Is your writing ready for submission

Writing for yourself or a client doesn’t really change much about the process of getting your writing ready to be submitted. It doesn’t matter if it’s for yourself or clients, it’s imperative that you ensure it’s ready for submission. This advice can work for any type of writing you’re doing.

Find Some Beta Readers – One way to help with your writing, especially if you’re writing books is to find beta readers. These are people who love reading work in your genre who have agreed that in exchange for getting free books to read they’ll give you honest and quick feedback about what they read. Once you get the feedback, you can use that to perfect your work before it goes to the publisher.

Ensure You Have A Beginning, a Middle & an End – If you’re writing a story, there must be a whole story. Even if you’re writing articles like this one, they must have an introduction, body text, and a conclusion. If you leave these things out, it feels weird to the reader. Don’t leave your writing unfinished.

Don’t Fall in Love with Your Own Excellence – It can be easy to believe after all your hard work, the research you’ve done, and the blood, sweat, and tears you’ve shed to get your writing finished is just perfection. It’s important that you don’t let yourself believe this because if you want your work also to be sellable that you take the advice of your publisher, your editor, or your client too. It’s not personal.

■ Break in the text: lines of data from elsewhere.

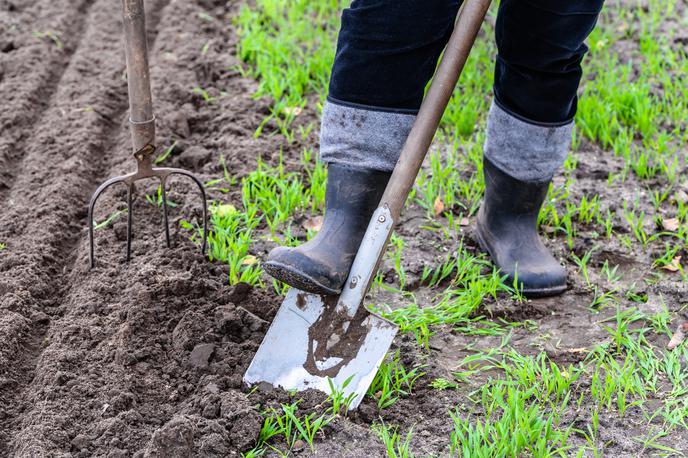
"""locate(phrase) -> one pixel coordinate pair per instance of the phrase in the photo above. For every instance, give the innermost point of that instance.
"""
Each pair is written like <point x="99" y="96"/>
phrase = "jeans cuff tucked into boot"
<point x="526" y="151"/>
<point x="363" y="137"/>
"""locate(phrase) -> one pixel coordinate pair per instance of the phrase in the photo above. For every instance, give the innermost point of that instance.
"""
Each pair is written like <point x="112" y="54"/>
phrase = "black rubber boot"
<point x="507" y="230"/>
<point x="322" y="264"/>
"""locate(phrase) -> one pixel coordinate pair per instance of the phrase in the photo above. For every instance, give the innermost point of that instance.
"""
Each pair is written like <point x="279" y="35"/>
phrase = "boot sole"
<point x="298" y="279"/>
<point x="528" y="292"/>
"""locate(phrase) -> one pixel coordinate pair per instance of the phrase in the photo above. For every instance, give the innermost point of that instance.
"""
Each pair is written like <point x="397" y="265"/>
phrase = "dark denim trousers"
<point x="388" y="49"/>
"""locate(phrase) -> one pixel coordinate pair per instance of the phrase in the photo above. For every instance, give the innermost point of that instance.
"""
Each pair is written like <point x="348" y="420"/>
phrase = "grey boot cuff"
<point x="361" y="137"/>
<point x="527" y="152"/>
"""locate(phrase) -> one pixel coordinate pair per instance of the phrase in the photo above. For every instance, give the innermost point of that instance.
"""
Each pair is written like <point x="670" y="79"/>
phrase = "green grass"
<point x="632" y="109"/>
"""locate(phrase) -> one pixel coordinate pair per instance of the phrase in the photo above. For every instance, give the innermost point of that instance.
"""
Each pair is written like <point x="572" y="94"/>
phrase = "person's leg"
<point x="537" y="73"/>
<point x="386" y="53"/>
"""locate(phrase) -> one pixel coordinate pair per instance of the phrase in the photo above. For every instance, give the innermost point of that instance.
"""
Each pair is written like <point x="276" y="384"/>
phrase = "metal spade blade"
<point x="307" y="343"/>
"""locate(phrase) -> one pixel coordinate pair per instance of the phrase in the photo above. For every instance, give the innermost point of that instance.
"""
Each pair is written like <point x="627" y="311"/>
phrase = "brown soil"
<point x="145" y="358"/>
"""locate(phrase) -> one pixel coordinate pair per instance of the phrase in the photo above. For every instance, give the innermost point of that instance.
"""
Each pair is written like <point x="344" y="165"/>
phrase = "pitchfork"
<point x="142" y="126"/>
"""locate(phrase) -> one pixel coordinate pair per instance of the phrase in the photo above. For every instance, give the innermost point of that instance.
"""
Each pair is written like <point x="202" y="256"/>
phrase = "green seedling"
<point x="393" y="381"/>
<point x="396" y="446"/>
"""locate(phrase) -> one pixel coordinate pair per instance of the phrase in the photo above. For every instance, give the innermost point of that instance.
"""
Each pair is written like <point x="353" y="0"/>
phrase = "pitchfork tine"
<point x="163" y="179"/>
<point x="142" y="126"/>
<point x="205" y="204"/>
<point x="130" y="216"/>
<point x="91" y="210"/>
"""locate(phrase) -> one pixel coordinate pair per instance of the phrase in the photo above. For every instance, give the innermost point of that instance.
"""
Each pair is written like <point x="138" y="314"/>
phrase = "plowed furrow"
<point x="31" y="67"/>
<point x="44" y="210"/>
<point x="114" y="352"/>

Always Edit for Everything – Even if you know an editor is going to look at the work once you’re finished with the first part of writing everything you should still either edit yourself or have someone else edit it before submitting. You want to turn in your best work. It will make the entire editing and perfecting process much shorter if you do this.

During Editing Focus on Removing Words Over Adding Words – Once you’re in the editing process focus on taking words away rather than adding more if possible. Take words from your manuscript that is extra that you don’t need. If it doesn’t advance your meaning, you don’t need it. This will make your writing more concise. For example, do you really need the word “really” here?

If You’re Publishing a Story, the Story Is First – When you tell a story, the flow of the story is more important than being witty or clever in your phrasing. If someone doesn’t understand what you mean to say no amount of cleverness will help.

If You’re Writing Web Content, Ensure Formatting is Right – When you write content that will be read on the web or in an email, it’s imperative that you realize that when you are writing it. The formatting is different because reading walls of text online is very difficult. You want plenty of bullets, headings, subheadings and chunky content that’s easy to read.

Check the Guidelines – Depending on who you’re writing for there should be guidelines to check. Remember when you were in school, and your teacher gave you a rubric to follow to ensure everything you turned in had the components needed to be complete? It’s the same thing here. Even if you’re writing for yourself create a rubric for your writing to check off what is done.

Get Your Marketing Collateral Created – This really does depend on your situation, but if you’re expected or need to create all of that yourself then you’ll want to do it now. That way you can get feedback on that too. You may need graphics, book covers, copy and more to market your finished product.

Depending on your situation, if you’re writing a book and submitting to a publisher, you’re probably going to have to make even more edits and changes. However, having done the work to make it as perfect as you can before submitting it will reduce the amount of work and ensure your professionalism remains intact. If you’re writing for other purposes, your attention to the details will pay off in that clients will appreciate the extra effort.